Pour l’économie, cette baisse de volumes compte autant que le niveau des prix. Un prix moyen plus élevé peut compenser une partie de la chute des quantités, mais il ne suffit pas toujours à maintenir les recettes à un niveau comparable, surtout si les coûts fixes restent importants (exploitation, logistique, encadrement technique). À l’échelle du pays, une production plus faible réduit aussi l’effet d’entraînement sur les recettes d’exportation et sur les chaînes locales liées à l’activité (transport, services, sous-traitance).
C’est là que le calendrier annoncé à Anvers prend du sens. Une réunion technique entre la Sacim, Samir Gems et l’AWDC a permis d’établir un programme annuel des prochaines ventes publiques.

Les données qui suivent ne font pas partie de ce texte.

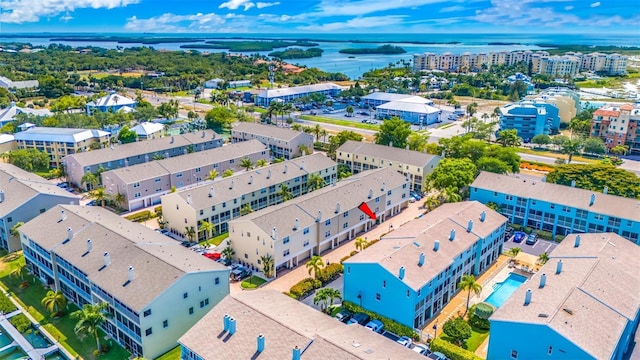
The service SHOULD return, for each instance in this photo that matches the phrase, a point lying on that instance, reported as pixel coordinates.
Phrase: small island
(296, 53)
(384, 50)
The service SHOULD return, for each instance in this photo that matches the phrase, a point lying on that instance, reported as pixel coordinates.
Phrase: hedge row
(390, 325)
(451, 351)
(6, 306)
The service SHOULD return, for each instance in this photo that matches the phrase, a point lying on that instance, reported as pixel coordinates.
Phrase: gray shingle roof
(612, 205)
(285, 323)
(409, 157)
(158, 260)
(591, 301)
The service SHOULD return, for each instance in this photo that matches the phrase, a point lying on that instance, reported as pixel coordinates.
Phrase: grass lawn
(173, 354)
(253, 282)
(62, 327)
(332, 121)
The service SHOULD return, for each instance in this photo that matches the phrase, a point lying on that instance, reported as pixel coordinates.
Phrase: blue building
(412, 272)
(530, 118)
(584, 303)
(556, 208)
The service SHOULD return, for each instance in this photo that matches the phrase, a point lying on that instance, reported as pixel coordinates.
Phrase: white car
(405, 341)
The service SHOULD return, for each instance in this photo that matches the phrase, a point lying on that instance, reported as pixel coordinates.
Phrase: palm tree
(53, 301)
(207, 228)
(285, 193)
(246, 163)
(190, 232)
(228, 253)
(315, 265)
(99, 195)
(361, 243)
(212, 175)
(267, 265)
(469, 284)
(90, 318)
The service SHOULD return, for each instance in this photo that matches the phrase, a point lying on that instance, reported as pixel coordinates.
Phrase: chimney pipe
(260, 343)
(527, 297)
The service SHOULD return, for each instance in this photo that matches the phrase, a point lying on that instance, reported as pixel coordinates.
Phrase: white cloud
(235, 4)
(261, 5)
(23, 11)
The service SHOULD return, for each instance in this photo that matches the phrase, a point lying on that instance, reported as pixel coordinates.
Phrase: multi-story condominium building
(558, 209)
(530, 118)
(313, 223)
(155, 289)
(412, 272)
(117, 156)
(60, 142)
(267, 324)
(360, 156)
(290, 94)
(222, 200)
(23, 196)
(618, 125)
(142, 185)
(584, 303)
(283, 143)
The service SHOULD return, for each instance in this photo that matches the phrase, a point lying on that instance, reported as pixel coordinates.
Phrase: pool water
(502, 291)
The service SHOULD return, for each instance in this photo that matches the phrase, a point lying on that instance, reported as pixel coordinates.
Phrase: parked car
(344, 315)
(375, 325)
(358, 318)
(405, 341)
(421, 349)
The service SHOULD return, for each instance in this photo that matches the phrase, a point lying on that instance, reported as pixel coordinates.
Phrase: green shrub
(390, 325)
(330, 273)
(304, 287)
(21, 322)
(451, 351)
(6, 306)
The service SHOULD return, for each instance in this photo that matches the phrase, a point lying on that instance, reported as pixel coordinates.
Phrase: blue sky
(321, 16)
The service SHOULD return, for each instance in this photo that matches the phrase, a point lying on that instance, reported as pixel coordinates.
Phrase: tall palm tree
(315, 265)
(90, 318)
(315, 182)
(468, 283)
(212, 175)
(285, 193)
(267, 265)
(246, 163)
(207, 228)
(53, 301)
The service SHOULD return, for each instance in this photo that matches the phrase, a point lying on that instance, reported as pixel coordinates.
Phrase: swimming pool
(502, 291)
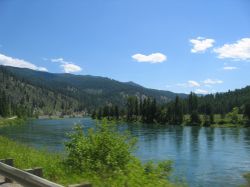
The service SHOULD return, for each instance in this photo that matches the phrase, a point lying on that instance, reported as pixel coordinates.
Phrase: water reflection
(204, 156)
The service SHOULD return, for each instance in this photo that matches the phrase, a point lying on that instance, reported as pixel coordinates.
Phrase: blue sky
(181, 46)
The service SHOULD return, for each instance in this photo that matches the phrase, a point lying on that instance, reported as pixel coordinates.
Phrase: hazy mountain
(85, 90)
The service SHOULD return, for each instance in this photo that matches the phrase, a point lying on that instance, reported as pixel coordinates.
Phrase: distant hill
(51, 92)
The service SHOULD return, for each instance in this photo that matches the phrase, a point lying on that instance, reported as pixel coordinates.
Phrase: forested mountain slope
(49, 93)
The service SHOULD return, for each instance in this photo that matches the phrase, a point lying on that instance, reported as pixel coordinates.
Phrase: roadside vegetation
(11, 121)
(101, 156)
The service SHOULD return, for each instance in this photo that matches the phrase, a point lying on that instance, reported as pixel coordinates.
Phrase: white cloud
(68, 67)
(212, 81)
(15, 62)
(200, 44)
(229, 68)
(152, 58)
(239, 50)
(189, 83)
(201, 91)
(193, 84)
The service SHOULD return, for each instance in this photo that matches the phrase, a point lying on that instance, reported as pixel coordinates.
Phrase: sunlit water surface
(202, 156)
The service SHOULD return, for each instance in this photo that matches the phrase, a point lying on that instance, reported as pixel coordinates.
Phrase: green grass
(55, 169)
(8, 121)
(26, 157)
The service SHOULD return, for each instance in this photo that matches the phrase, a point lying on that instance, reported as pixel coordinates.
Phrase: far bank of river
(202, 156)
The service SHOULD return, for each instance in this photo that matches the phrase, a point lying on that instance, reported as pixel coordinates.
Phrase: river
(202, 156)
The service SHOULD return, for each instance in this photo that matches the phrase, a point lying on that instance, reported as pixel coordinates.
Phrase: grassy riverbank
(11, 121)
(56, 169)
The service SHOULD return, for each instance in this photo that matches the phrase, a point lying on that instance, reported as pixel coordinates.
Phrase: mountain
(49, 93)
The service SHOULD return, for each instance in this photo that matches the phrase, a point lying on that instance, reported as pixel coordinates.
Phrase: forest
(231, 107)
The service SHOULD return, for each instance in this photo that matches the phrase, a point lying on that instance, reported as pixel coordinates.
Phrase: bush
(195, 118)
(105, 157)
(102, 150)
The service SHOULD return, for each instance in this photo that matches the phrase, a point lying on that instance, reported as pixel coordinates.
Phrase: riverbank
(218, 121)
(12, 121)
(56, 170)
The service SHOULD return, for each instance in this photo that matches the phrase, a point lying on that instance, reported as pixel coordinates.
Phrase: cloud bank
(15, 62)
(240, 50)
(152, 58)
(68, 67)
(201, 44)
(229, 68)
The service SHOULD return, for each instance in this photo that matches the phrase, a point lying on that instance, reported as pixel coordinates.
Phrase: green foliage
(101, 150)
(247, 112)
(101, 156)
(53, 93)
(234, 115)
(105, 156)
(195, 118)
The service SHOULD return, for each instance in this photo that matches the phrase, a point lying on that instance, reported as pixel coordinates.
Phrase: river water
(202, 156)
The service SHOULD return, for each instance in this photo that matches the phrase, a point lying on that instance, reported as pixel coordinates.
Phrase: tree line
(198, 110)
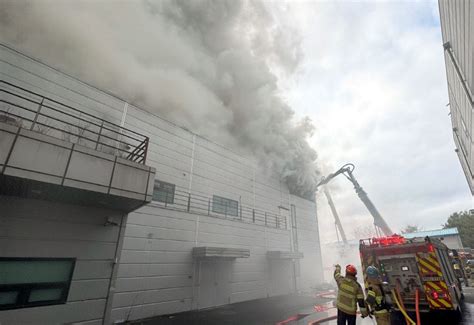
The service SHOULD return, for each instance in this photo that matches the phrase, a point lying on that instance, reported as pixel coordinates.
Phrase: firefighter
(376, 297)
(349, 295)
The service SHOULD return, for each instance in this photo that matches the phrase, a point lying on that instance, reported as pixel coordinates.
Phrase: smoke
(208, 65)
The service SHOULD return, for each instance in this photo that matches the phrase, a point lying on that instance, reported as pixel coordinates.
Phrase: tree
(411, 228)
(464, 221)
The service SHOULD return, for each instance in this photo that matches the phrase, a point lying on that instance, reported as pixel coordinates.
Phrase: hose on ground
(417, 307)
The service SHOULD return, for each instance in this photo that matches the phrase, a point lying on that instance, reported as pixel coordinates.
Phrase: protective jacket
(349, 294)
(377, 304)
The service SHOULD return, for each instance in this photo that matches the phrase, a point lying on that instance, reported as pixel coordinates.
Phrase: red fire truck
(417, 274)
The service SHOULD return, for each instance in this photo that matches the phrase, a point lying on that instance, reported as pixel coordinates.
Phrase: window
(225, 206)
(163, 192)
(28, 282)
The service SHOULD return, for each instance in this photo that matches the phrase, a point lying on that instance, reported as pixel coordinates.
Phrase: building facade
(457, 28)
(218, 230)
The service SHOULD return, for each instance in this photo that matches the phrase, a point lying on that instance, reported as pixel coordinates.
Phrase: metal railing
(30, 110)
(200, 204)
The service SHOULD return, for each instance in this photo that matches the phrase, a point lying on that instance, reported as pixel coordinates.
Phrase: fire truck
(417, 274)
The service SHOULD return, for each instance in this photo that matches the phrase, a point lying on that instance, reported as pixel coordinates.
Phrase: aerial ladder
(347, 170)
(336, 217)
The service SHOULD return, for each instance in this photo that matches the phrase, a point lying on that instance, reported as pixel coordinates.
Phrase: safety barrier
(204, 205)
(30, 110)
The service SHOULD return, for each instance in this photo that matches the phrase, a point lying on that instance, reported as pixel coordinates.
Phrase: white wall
(157, 274)
(33, 228)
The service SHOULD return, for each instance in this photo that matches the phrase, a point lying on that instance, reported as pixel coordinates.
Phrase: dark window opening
(163, 192)
(225, 206)
(29, 282)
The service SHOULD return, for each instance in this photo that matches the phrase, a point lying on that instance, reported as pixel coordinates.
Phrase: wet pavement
(292, 310)
(268, 311)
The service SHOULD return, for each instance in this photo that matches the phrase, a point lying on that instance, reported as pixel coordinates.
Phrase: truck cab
(411, 268)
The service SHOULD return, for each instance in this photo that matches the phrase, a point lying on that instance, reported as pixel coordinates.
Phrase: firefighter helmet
(350, 269)
(372, 272)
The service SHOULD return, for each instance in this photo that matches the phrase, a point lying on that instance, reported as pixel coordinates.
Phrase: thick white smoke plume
(207, 65)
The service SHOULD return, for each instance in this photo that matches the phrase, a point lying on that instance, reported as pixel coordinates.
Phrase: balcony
(53, 151)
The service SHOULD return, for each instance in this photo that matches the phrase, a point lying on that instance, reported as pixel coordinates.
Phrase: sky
(373, 81)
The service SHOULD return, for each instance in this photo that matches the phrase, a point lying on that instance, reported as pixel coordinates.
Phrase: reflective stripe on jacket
(349, 294)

Le dispositif prévoit aussi un accompagnement technique et institutionnel pour ancrer la présence des diamants congolais sur ce marché. Pour un producteur, un calendrier régulier est une façon de donner de la visibilité aux acheteurs : ils savent quand les lots arrivent, ils se préparent, ils comparent, et la concurrence peut jouer plus facilement.
En filigrane, cette vente publique ouvre une séquence où la RDC cherche à mieux positionner ses diamants industriels dans les places internationales, en s’appuyant sur un cadre plus ouvert et sur des partenariats de place à Anvers, tout en devant répondre à un point simple : remonter les volumes, sans perdre le contrôle sur la qualité des ventes et sur la formation des prix.